Mid-cap companies are employing AI in drug discovery and testing. AI could potentially unlock up to $110 billion in economic value annually for the pharma and medical product industries. IQVIA, for example, has developed agentic AI tools that aim to streamline clinical trials, which often take months just to set up. These solutions can monitor all parts of the process to identify problems quickly, recommend solutions and ensure regulatory compliance.

As a result, new drugs could reach the market more quickly and at a lower cost.

Consumer Discretionary

Entertainment and Education

Other companies use AI to scale content creation, improve advertising performance and increase audience engagement. Earlier this year, learning app Duolingo debuted nearly 150 language programs developed with AI. Duolingo’s premium service also features an AI-powered “live chat” where users speak with an animated character to practice a new language.

Roku, the streaming platform and device manufacturer, uses AI to personalize content recommendations and increase viewership. The company is also working on AI for its advertising offering. One recently added tool helps advertisers better measure the return on investment from their campaigns.

What Are the Potential Risks of Implementing AI?

Companies have invested billions in AI, but if it doesn’t generate the desired results, this spending could dry up. It’s important to remember that, despite its recent progress, AI is relatively new and has shortcomings that need to be fixed. Problems with hallucinations (i.e., incorrect or misleading results) could slow adoption.

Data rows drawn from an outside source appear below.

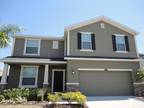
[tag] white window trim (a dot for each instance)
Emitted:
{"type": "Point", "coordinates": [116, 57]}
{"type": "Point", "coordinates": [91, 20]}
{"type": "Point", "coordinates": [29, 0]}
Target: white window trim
{"type": "Point", "coordinates": [53, 44]}
{"type": "Point", "coordinates": [87, 50]}
{"type": "Point", "coordinates": [117, 51]}
{"type": "Point", "coordinates": [52, 83]}
{"type": "Point", "coordinates": [102, 25]}
{"type": "Point", "coordinates": [21, 77]}
{"type": "Point", "coordinates": [39, 46]}
{"type": "Point", "coordinates": [82, 42]}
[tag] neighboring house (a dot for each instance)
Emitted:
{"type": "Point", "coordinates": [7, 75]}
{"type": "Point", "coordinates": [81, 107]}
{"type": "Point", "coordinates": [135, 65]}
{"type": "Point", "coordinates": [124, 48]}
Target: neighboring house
{"type": "Point", "coordinates": [97, 57]}
{"type": "Point", "coordinates": [141, 60]}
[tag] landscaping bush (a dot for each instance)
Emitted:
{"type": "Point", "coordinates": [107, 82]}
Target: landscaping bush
{"type": "Point", "coordinates": [23, 94]}
{"type": "Point", "coordinates": [53, 97]}
{"type": "Point", "coordinates": [1, 98]}
{"type": "Point", "coordinates": [68, 96]}
{"type": "Point", "coordinates": [74, 96]}
{"type": "Point", "coordinates": [140, 75]}
{"type": "Point", "coordinates": [42, 93]}
{"type": "Point", "coordinates": [15, 93]}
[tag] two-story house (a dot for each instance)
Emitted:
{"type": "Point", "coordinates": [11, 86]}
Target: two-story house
{"type": "Point", "coordinates": [97, 57]}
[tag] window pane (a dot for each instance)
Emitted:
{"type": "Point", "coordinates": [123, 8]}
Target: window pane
{"type": "Point", "coordinates": [86, 41]}
{"type": "Point", "coordinates": [32, 50]}
{"type": "Point", "coordinates": [120, 47]}
{"type": "Point", "coordinates": [120, 43]}
{"type": "Point", "coordinates": [32, 46]}
{"type": "Point", "coordinates": [29, 72]}
{"type": "Point", "coordinates": [86, 37]}
{"type": "Point", "coordinates": [32, 43]}
{"type": "Point", "coordinates": [120, 39]}
{"type": "Point", "coordinates": [86, 45]}
{"type": "Point", "coordinates": [28, 81]}
{"type": "Point", "coordinates": [55, 44]}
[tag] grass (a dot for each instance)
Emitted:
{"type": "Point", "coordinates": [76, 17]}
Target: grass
{"type": "Point", "coordinates": [21, 106]}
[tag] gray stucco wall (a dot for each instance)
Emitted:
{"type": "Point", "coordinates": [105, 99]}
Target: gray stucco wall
{"type": "Point", "coordinates": [15, 69]}
{"type": "Point", "coordinates": [74, 65]}
{"type": "Point", "coordinates": [142, 63]}
{"type": "Point", "coordinates": [103, 39]}
{"type": "Point", "coordinates": [14, 75]}
{"type": "Point", "coordinates": [45, 49]}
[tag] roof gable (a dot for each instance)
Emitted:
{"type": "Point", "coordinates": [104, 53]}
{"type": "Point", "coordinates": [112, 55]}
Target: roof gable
{"type": "Point", "coordinates": [105, 19]}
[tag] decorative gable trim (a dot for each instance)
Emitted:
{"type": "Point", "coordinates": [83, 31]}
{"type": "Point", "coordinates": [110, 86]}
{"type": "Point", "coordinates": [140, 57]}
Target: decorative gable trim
{"type": "Point", "coordinates": [105, 19]}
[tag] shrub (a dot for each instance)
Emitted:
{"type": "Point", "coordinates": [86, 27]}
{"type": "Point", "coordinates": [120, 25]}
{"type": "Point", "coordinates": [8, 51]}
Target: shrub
{"type": "Point", "coordinates": [15, 93]}
{"type": "Point", "coordinates": [41, 93]}
{"type": "Point", "coordinates": [140, 75]}
{"type": "Point", "coordinates": [1, 98]}
{"type": "Point", "coordinates": [74, 96]}
{"type": "Point", "coordinates": [32, 95]}
{"type": "Point", "coordinates": [53, 97]}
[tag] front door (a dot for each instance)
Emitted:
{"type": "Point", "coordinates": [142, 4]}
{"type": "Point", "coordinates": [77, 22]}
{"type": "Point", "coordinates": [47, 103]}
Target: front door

Many businesses are also struggling to incorporate AI into their operations and haven’t yet seen benefits to their bottom lines. One recent report suggests that 95% of organizations haven’t received any return from AI. The regulatory environment and public perception of AI are changing and could worsen. For example, AI-controlled pricing for airline tickets and other products might lead to consumer backlash and government scrutiny.

Finally, don’t underestimate the risk that supply chain delays and higher tariffs could increase the costs of materials and components used in new data centers. This could become another obstacle for AI.

The Argument for Mid-Caps in Artificial Intelligence

We still believe AI will remain a steady trend in the coming years, even if challenges arise.

In the near term, however, we believe it’s possible to gain exposure to AI-related growth through mid-caps. Whether companies are building data centers or creating AI-powered products, we think mid-caps may offer attractive opportunities for investors.